ゆきよちゃん|心の縄をほどく専門家からの手紙

ほどく、ゆるむ、自分に還る。 空海の智慧とともに綴る、あなたの心を自由にするメッセージ

鳥取砂丘で感じた「光と闇の統合」──祈りと日常が重なるとき

はじめに

鳥取砂丘に立った瞬間、広がる景色に息をのみました。

果てしなく続く砂の波。

その頂「馬の背」に登ると、視界が一気に開けて海の青が飛び込んできます。

私はそこで手を広げて「大祓詞」を唱えました。

潮風が強く吹きつけ、砂が頬に当たるたびに、何か古いものが削ぎ落とされていくようでした。

立って唱え、座って唱え、寝転んで唱え。 ただ声に出すだけなのに、胸の奥に溜まっていた澱(おり)がほどけていく。

三度目には、視界がぱっと明るくなり、世界そのものが一段透明度を増したように感じました。

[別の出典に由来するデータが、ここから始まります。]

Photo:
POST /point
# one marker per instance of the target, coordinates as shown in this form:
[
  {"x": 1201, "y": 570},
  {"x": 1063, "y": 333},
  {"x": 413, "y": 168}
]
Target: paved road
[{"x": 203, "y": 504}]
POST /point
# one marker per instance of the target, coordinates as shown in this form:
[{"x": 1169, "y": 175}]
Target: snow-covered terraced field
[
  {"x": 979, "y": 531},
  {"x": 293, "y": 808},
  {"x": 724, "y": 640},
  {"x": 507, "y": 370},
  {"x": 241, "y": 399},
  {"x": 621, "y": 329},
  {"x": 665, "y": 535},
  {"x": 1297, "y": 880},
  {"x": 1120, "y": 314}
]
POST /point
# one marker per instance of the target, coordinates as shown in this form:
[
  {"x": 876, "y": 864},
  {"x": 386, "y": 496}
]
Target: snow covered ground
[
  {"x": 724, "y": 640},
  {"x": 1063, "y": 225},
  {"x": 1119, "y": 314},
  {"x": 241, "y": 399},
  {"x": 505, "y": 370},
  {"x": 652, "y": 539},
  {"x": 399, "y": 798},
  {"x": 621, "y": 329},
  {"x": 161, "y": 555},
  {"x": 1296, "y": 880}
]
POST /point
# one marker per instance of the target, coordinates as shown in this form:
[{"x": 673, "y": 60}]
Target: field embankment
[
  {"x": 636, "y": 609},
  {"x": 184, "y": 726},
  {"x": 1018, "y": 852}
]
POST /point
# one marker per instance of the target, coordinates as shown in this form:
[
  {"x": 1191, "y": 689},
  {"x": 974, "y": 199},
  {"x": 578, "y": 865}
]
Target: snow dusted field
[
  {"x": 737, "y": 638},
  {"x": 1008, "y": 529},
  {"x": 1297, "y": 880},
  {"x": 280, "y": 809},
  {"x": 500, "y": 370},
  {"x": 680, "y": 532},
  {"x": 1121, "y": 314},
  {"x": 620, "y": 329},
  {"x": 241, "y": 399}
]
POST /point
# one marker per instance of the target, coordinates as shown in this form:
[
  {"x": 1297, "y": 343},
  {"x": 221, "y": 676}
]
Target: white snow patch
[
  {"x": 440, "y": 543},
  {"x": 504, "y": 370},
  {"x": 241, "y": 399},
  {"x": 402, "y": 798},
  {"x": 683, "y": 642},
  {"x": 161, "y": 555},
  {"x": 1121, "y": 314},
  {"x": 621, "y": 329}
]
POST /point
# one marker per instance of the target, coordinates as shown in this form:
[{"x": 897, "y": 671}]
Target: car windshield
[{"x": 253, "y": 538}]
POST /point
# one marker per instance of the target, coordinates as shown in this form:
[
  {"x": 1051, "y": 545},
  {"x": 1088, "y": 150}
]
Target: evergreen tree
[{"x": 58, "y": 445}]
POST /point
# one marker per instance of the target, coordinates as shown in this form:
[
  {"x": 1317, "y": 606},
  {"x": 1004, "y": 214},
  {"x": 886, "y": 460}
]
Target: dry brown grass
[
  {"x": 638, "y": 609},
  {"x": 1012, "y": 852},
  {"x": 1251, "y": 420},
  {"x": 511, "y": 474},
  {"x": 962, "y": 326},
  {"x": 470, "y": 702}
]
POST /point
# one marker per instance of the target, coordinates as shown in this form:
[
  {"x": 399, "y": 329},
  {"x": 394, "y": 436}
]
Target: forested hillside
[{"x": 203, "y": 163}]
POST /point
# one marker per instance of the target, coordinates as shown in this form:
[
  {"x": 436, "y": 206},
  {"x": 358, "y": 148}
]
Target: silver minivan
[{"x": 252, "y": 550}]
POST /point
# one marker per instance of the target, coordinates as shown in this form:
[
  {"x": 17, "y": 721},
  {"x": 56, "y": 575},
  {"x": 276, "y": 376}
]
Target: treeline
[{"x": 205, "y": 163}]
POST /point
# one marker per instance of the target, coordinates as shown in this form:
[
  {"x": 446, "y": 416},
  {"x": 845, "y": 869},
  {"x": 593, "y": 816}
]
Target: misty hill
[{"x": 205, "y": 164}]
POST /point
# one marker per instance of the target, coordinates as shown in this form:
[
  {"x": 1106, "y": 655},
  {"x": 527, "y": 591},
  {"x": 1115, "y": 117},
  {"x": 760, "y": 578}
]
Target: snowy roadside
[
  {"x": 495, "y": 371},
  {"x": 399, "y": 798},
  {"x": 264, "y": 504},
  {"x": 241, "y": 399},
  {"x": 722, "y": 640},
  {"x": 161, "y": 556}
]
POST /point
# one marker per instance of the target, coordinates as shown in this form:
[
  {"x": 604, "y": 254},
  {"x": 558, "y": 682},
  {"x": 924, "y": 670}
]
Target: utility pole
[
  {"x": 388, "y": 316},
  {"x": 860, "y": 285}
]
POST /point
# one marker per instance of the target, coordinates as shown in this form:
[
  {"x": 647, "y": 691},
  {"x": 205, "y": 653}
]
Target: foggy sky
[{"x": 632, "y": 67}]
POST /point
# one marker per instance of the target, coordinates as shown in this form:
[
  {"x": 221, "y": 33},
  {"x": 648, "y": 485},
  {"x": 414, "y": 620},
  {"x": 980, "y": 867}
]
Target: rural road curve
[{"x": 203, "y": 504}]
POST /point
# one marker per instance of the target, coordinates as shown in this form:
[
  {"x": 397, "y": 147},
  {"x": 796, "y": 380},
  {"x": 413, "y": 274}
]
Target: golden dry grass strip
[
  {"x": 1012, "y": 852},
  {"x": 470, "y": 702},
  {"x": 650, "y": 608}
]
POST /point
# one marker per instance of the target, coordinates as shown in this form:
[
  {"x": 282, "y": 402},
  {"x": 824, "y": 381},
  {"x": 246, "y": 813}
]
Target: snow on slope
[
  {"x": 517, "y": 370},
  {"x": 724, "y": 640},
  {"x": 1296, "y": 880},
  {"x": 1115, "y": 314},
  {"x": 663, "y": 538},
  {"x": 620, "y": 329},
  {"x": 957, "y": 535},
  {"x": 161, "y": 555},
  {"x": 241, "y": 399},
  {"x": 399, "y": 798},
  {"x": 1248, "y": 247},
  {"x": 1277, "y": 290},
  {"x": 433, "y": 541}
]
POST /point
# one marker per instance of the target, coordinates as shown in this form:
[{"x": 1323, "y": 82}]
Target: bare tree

その後、不思議なことにトイレが近くなり、下痢まで出て…。

「これ、浄化だね」と子どもたちと顔を見合わせて笑いました。

身体が不要なものを手放すことで、心の余分な重荷も一緒に流れていったのです。

道端で出会ったお爺さん

砂丘に向かう途中、道端で困っているお爺さんを見かけました。

散歩に出たものの足が痛くなり、家に戻れなくなっていたそうです。

「砂丘まで乗せてほしい」と言われましたが、よくよく話すと目的地はご自宅。

そこでジュースを渡し、家まで送り届けると、お爺さんはとても嬉しそうに微笑んでくれました。

それは特別な行為ではなく、ただ「その時必要なことをした」だけ。

でも、心のどこかで思いました。 ——こうした小さな行動も祈りの延長なのだ、と。

鳥取砂丘で唱えた言葉と、道端でのやり取りは、一見別々のことに思える。

でも、どちらも「誰かの心を軽くする」という点で同じ根っこにつながっていました。

数字がもたらすシンクロ

今回の旅では、数字のシンクロにも何度も驚かされました。

出雲から琵琶湖を経て軽井沢へ向かう途中、私の車の前に2台の車が入り込みました。

どちらもナンバーは「777」。

「777777じゃん!」と娘と声をあげて笑いました。 まるで祝福されているかのように。

その直後、なぜか友人から思いがけず2万円が戻ってきたのです。

偶然といえば偶然ですが、心の中にははっきりと「導かれている」という感覚がありました。

数字や出来事は、時に宇宙からのメッセージのように降りてきます。

「安心して進んでいいよ」というサインを、私たちは日常の中で何度も受け取っているのかもしれません。

光と闇を抱きしめるとき

かつて私は「闇は避けるもの」だと思っていました。 でも最近は、そうではないと感じています。

光があるから闇がある。

善と悪も、正義と不正も、見る角度が変わればすぐに入れ替わってしまう。

闇を否定するのではなく、光と同じように抱きしめてみる。

そのとき、心は大きな安心感に包まれるのです。

「統合」とは、特別な力ではなく、光と闇を分け隔てなく受け入れること。

鳥取砂丘の風の中で、私はその感覚を確かに体で味わいました。

子どもたちと共に

砂の中に足を埋めて遊ぶ息子。 「ママ、砂ってあったかいね」と笑うその声が、風にのって響きました。

娘は貝殻を拾っては「見て!」と嬉しそうに手のひらを差し出してきます。

彼らの笑顔を見ながら思いました。

大切なのは「今ここ」にいること。

未来の不安でもなく、過去の後悔でもなく。

ただ、この瞬間に風を感じ、砂を踏みしめ、笑い合うこと。

その時間こそが、何より尊い祈りなのだと。

まとめ

光も闇もひとつに抱きしめるとき、心は統合へと導かれます。

砂丘で祈りを重ね、道端でお爺さんを助け、子どもたちと笑い合った。 そのすべてが、私にとって「祈りの形」でした。

次回は、その歩みの中で少しずつ聞こえてくる「心の声」についてお話ししたいと思います。

読んでくださってありがとうございます 🌿 最後にあなたにとって“光と闇”はどんな姿をしていますか?